I think Jay Caspian Kang hits on something important in this op-ed: at present moment, the AAPI community at large is trying to figure out what conversations we should even be having (though, keep in mind, many people have been doing the grassroots, solidarity, and education work for years), and is feeling out the language around these conversations. To me, one of the questions we should be answering is that of AAPI identity. We are not on a spectrum between whiteness and Blackness, as many have led us to believe, we (as is every ethnic minority) are our own thing, a circle that sometimes overlaps with whiteness and Blackness, like a Venn diagram. And like every ethnic minority, we experience our own strata, layered with various forms of intracommunity privilege and oppression. But white supremacy has often pitted us against the Black community and forced us to view ourselves through a white lens; it feels as though we have very few definitions of what being AAPI is outside of whiteness or Blackness.
This is what we mean when we say even our imaginations have been colonized. In a liberated world, who would we be? Who are we outside the construct of white-approved achievement, what are we beyond the white gaze? Of course, we cannot disentangle ourselves from an Americanized experience; to this day, I am still the most well-read in Western works of literature by dead white men, and I joke at my own expense that white men tend to hate me because I understand them better than they do. This was not an educational environment I got to choose, though in my adult life I am working every day to expand my horizons in every direction. But the colonizers got a headstart. What I am suggesting is somehow holding this American experience without being beholden to it. Yes, I love cowboy shit, but yes, I learned about the history of Chinese and other Asian immigrants in the American West and know where our skeletons lie on the map. Yes, sometimes I write like a Victorian ghost, but as a semi-bilingual writer, I get to break the English language to express something closer to my originally Mandarin mind, and I get to do this every day, over and over again, to my own satisfaction (and trust me, I will never be satisfied). These are very facile and sophomoric examples, I know, maybe not very good examples at all, but the point is, I am also trying to figure out myself what this “AAPI identity” I speak of is. It will come in many forms, in as many AAPI people as there are in the world, but when we find it, I promise that it will come as a rainbow that arches far outside the realm of white supremacy and capitalism.
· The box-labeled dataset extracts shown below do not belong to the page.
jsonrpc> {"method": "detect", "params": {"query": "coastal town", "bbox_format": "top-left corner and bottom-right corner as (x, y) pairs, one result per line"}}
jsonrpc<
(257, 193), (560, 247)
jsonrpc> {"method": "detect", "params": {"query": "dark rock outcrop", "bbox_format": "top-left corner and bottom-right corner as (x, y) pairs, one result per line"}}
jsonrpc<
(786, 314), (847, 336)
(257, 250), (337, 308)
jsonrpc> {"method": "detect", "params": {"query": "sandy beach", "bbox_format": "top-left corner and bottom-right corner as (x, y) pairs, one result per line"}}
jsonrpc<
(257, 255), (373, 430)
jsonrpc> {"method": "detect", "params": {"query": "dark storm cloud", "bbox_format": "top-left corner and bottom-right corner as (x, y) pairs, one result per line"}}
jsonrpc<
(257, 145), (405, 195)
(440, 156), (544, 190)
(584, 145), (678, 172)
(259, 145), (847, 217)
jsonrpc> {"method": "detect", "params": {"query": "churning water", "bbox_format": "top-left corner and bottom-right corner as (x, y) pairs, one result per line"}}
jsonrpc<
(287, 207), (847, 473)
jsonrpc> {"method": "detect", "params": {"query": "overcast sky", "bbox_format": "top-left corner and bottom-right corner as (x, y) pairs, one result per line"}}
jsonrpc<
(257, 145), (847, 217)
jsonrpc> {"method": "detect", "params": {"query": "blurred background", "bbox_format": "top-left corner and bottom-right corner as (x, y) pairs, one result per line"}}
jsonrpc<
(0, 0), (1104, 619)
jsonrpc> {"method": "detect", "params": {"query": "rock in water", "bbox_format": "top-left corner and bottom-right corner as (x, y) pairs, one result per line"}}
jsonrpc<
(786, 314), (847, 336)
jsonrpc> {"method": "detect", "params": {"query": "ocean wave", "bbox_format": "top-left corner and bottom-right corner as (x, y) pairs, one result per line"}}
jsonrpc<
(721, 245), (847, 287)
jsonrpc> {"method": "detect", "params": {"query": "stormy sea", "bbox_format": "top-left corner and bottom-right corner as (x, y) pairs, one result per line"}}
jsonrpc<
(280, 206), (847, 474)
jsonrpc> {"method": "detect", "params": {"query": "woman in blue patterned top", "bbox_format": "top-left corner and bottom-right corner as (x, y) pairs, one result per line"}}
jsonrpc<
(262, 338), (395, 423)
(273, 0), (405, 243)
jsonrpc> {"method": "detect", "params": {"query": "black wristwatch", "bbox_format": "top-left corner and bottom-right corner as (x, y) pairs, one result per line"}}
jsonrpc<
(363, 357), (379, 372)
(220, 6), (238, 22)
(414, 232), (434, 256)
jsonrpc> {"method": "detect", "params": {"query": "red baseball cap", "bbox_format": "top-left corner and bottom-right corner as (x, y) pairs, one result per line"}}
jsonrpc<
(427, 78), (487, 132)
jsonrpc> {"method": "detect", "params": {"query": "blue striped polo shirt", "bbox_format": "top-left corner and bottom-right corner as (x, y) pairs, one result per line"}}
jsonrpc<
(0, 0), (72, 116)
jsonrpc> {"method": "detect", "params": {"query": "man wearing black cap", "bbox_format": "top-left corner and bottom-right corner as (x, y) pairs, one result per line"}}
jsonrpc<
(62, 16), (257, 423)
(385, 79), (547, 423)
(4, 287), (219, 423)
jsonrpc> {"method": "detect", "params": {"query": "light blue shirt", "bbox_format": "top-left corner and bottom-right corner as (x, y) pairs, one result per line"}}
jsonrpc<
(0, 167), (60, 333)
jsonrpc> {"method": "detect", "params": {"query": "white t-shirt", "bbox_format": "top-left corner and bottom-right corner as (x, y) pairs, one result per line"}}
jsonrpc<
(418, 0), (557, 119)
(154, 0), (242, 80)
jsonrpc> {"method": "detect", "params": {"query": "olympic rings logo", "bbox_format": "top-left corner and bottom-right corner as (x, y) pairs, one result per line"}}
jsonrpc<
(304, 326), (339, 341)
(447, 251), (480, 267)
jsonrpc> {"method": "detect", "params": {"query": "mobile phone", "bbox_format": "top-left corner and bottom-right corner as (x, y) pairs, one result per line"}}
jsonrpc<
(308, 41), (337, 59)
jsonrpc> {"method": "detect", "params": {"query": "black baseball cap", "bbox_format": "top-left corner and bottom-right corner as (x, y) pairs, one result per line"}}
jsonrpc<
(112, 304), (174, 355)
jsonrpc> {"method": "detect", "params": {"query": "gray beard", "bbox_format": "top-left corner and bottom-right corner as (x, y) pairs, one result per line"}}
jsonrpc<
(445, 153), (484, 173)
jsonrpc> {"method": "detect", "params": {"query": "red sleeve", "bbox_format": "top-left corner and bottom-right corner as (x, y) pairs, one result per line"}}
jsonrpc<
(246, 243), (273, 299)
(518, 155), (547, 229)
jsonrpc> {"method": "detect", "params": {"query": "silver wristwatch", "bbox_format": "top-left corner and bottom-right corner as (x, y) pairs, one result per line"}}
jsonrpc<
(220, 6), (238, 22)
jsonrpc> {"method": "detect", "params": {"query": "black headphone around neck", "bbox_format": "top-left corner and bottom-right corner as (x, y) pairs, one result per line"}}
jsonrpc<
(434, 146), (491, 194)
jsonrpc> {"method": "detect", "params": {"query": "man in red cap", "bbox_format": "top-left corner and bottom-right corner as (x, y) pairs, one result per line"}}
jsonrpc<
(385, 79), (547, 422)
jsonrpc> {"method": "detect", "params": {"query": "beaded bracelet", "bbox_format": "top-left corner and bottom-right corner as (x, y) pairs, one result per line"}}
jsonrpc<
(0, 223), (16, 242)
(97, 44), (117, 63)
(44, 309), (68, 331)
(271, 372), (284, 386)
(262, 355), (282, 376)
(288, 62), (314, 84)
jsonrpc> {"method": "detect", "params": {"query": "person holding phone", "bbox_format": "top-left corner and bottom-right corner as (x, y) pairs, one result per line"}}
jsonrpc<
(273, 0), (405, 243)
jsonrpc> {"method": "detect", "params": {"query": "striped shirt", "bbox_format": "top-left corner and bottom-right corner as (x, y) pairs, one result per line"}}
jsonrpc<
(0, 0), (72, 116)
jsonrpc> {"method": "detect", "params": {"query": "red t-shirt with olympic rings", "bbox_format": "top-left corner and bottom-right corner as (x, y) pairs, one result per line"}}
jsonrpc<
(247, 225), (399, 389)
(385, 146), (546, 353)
We don’t need to break through the bamboo ceiling. I believe in much greater things than that. I look forward to the day we get to walk hand in hand out of the building, and create something more beautiful than any one of us could have dreamed of.
Hi, it's me, your local dumb bitch who forgot about this platform being anti-LGBT and posted a whole anti-capitalism and anti-white-supremacist thing on a platform monetarily supporting those who are capitalist white supremacists. There's a few writers who are talking about Substack alternatives, so I'll stick around to see how those conversations pan out. It was a pain in the ass getting you all here to begin with, lmao, but that's a concern for a later day, I suppose. In any case, for anyone reading the comments, I apologize for the pretty poor timing of this post. And thanks for reading.